Self-Organizing Maps with Optimized Latent Positions

arXiv cs.LG / 4/16/2026

📰 NewsSignals & Early TrendsIdeas & Deep AnalysisModels & Research

Key Points

  • The paper proposes SOM-OLP, an objective-based self-organizing maps variant that adds a continuous latent position per data point to improve topographic mapping quality while addressing inefficiencies in earlier STVQ-style methods.
  • By deriving a separable surrogate local cost from STVQ’s neighborhood distortion and adding entropy regularization, the authors obtain a block coordinate descent procedure with closed-form updates for assignment probabilities, latent positions, and reference vectors.
  • The optimization is designed to guarantee monotonic non-increase of the objective and to maintain linear per-iteration complexity with respect to both the number of data points and latent nodes.
  • Experiments demonstrate competitive neighborhood preservation and quantization performance on synthetic and digit datasets, with scalability studies on Digits/MNIST and broader evaluation across 16 benchmark datasets showing strong average ranking versus compared methods.

Abstract

Self-Organizing Maps (SOM) are a classical method for unsupervised learning, vector quantization, and topographic mapping of high-dimensional data. However, existing SOM formulations often involve a trade-off between computational efficiency and a clearly defined optimization objective. Objective-based variants such as Soft Topographic Vector Quantization (STVQ) provide a principled formulation, but their neighborhood-coupled computations become expensive as the number of latent nodes increases. In this paper, we propose Self-Organizing Maps with Optimized Latent Positions (SOM-OLP), an objective-based topographic mapping method that introduces a continuous latent position for each data point.
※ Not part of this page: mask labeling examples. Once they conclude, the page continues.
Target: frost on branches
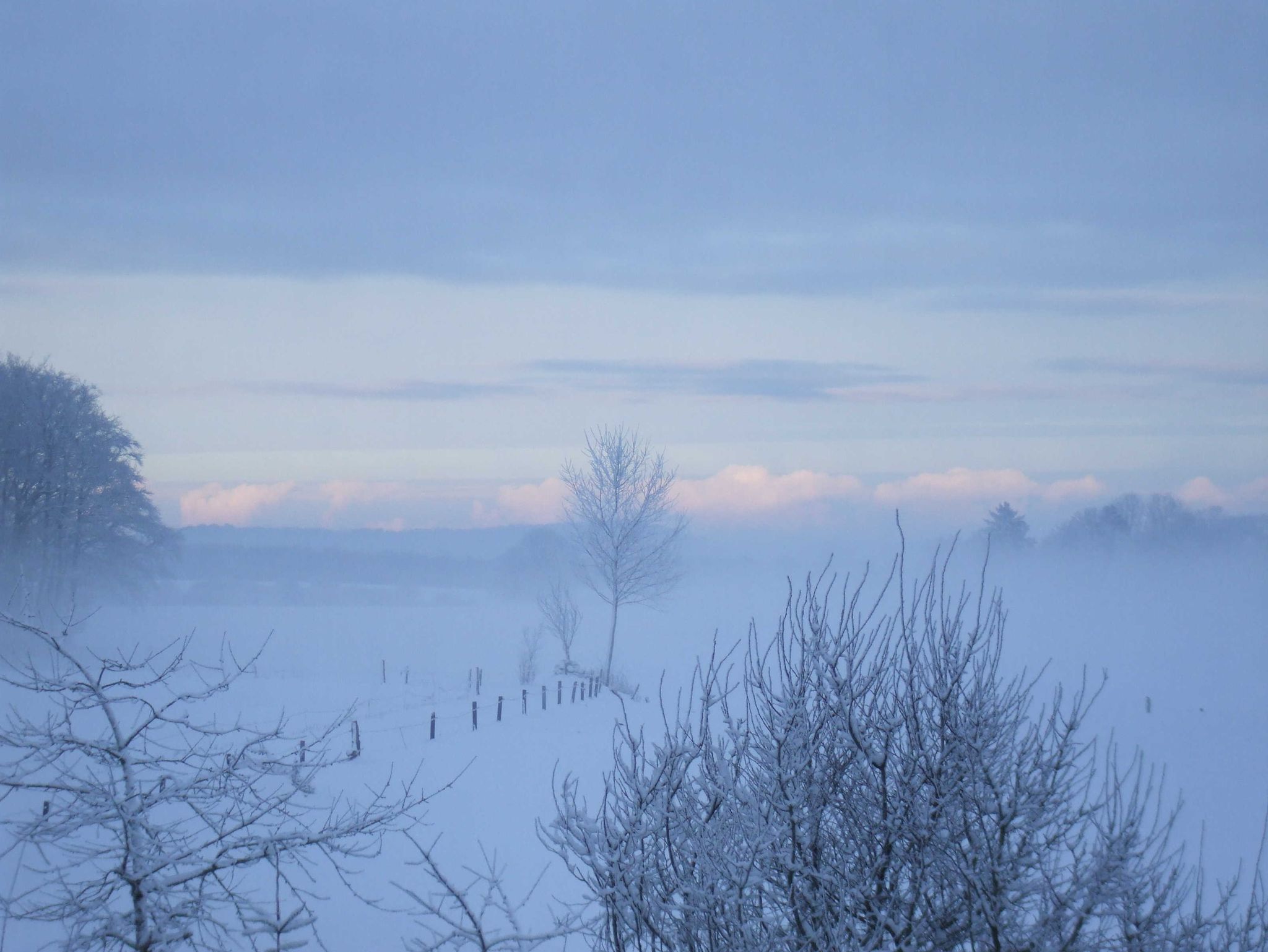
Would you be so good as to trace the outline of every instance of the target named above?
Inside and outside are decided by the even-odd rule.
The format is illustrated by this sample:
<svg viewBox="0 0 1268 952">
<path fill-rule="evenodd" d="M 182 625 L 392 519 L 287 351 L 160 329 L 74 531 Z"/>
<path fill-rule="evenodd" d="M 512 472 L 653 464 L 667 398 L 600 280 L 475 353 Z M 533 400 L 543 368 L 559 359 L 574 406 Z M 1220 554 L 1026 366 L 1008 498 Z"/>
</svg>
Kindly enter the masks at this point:
<svg viewBox="0 0 1268 952">
<path fill-rule="evenodd" d="M 365 802 L 313 792 L 346 757 L 331 743 L 341 721 L 301 758 L 284 724 L 207 716 L 254 658 L 197 664 L 188 639 L 98 657 L 65 633 L 0 624 L 30 641 L 4 674 L 0 824 L 22 867 L 4 913 L 58 925 L 66 949 L 297 948 L 312 867 L 349 885 L 355 861 L 415 823 L 412 783 L 389 780 Z"/>
<path fill-rule="evenodd" d="M 1153 771 L 1080 737 L 1096 691 L 1041 705 L 1000 671 L 998 593 L 946 569 L 808 581 L 663 737 L 618 728 L 593 811 L 564 781 L 540 833 L 601 910 L 595 948 L 1265 948 L 1262 867 L 1203 895 Z"/>
</svg>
Starting from the neighborhood distortion of STVQ, we construct a separable surrogate local cost based on its local quadratic structure and formulate an entropy-regularized objective based on it. This yields a simple block coordinate descent scheme with closed-form updates for assignment probabilities, latent positions, and reference vectors, while guaranteeing monotonic non-increase of the objective and retaining linear per-iteration complexity in the numbers of data points and latent nodes. Experiments on a synthetic saddle manifold, scalability studies on the Digits and MNIST datasets, and 16 benchmark datasets show that SOM-OLP achieves competitive neighborhood preservation and quantization performance, favorable scalability for large numbers of latent nodes and large datasets, and the best average rank among the compared methods on the benchmark datasets.